- Born: June 7, 1959 (age 67) Australia
- Citizenship: Australia
- Occupations: Writer, author, playwright
- Writing career
- Genres: Comedy, fiction, theatre
- Website: simondodd.com.au

= Simon Dodd =

Simon Dodd (born 7 June 1959) is an Australian comedy writer, author, playwright and feature writer. He is the recipient of ten Australian Writers' Guild AWGIE Awards as part of the writing team behind such successful TV series as Good News Week and The Glass House. His list of credits includes popular Australian comedy TV shows from the late 1980s until today. He also wrote for Logies host Andrew Denton in 1999 and 2000. In 2014, he produced and directed his Absurdist comedy stage-play Plaything at the Factory Theatre for the Sydney Comedy Festival, garnering a number of positive reviews.

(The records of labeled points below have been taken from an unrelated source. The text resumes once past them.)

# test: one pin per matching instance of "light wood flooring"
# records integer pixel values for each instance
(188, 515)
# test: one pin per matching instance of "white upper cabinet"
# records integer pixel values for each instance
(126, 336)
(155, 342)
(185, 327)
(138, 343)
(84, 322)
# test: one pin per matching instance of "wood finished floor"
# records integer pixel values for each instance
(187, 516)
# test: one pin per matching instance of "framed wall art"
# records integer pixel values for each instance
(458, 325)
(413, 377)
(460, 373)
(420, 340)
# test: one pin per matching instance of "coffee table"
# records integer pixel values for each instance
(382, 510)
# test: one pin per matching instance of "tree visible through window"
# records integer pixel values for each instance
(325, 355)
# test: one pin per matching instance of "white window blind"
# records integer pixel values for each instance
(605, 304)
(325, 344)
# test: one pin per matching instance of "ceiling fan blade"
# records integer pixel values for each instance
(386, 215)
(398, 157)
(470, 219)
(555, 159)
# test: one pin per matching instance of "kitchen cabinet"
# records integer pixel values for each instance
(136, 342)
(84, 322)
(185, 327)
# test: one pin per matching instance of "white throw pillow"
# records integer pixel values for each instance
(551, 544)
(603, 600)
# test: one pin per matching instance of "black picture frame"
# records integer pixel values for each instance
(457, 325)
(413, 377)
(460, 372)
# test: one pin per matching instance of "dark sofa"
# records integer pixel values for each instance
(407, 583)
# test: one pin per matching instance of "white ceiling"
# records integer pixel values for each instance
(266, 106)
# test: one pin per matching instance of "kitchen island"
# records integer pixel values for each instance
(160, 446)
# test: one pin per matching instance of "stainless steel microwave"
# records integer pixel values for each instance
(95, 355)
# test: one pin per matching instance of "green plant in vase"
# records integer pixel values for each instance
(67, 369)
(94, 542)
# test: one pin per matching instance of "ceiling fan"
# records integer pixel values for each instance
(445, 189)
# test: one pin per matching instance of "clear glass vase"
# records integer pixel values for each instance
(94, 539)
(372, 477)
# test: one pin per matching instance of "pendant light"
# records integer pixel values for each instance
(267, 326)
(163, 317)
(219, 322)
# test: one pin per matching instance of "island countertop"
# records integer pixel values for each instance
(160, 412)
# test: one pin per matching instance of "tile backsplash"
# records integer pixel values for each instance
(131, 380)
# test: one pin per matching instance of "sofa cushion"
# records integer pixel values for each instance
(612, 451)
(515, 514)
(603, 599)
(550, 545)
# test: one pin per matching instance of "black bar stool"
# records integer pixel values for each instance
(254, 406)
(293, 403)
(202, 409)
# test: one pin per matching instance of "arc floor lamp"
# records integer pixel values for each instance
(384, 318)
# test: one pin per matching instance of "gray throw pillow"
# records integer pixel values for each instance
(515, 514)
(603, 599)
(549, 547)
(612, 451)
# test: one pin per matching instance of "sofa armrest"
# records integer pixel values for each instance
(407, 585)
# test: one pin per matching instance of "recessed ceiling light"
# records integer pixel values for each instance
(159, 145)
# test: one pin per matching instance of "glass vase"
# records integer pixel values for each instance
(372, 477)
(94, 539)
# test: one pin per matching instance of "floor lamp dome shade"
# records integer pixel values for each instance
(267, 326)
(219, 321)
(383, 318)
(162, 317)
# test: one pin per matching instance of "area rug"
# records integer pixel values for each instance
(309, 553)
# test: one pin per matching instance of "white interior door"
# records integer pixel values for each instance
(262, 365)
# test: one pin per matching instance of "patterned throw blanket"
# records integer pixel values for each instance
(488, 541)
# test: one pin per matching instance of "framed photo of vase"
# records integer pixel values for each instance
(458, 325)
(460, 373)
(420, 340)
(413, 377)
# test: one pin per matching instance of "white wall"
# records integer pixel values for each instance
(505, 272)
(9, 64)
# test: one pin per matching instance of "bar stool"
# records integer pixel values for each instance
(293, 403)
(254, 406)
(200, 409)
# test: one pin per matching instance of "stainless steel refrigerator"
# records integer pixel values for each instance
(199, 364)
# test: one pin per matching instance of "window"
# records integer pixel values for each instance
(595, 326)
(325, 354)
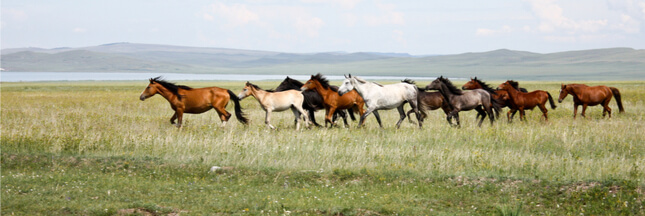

Simon has worked with Andrew Denton, Doug Mulray, Paul McDermott, Wil Anderson and Amanda Keller. He is co-writer with Bruce Griffiths of 26 episodes of the animated TV series The Flamin’ Thongs. Simon is also the author of the novel Death By Muttonbird and the stage play Plaything.

He has also written features for the Sydney Morning Herald and HQ Magazine, as well as a number of travel pieces for lifestyle magazines. Simon lives in Waverton, New South Wales with his wife, magazine editor Margaret Megard, and their Burmese Blue cat, Mymble.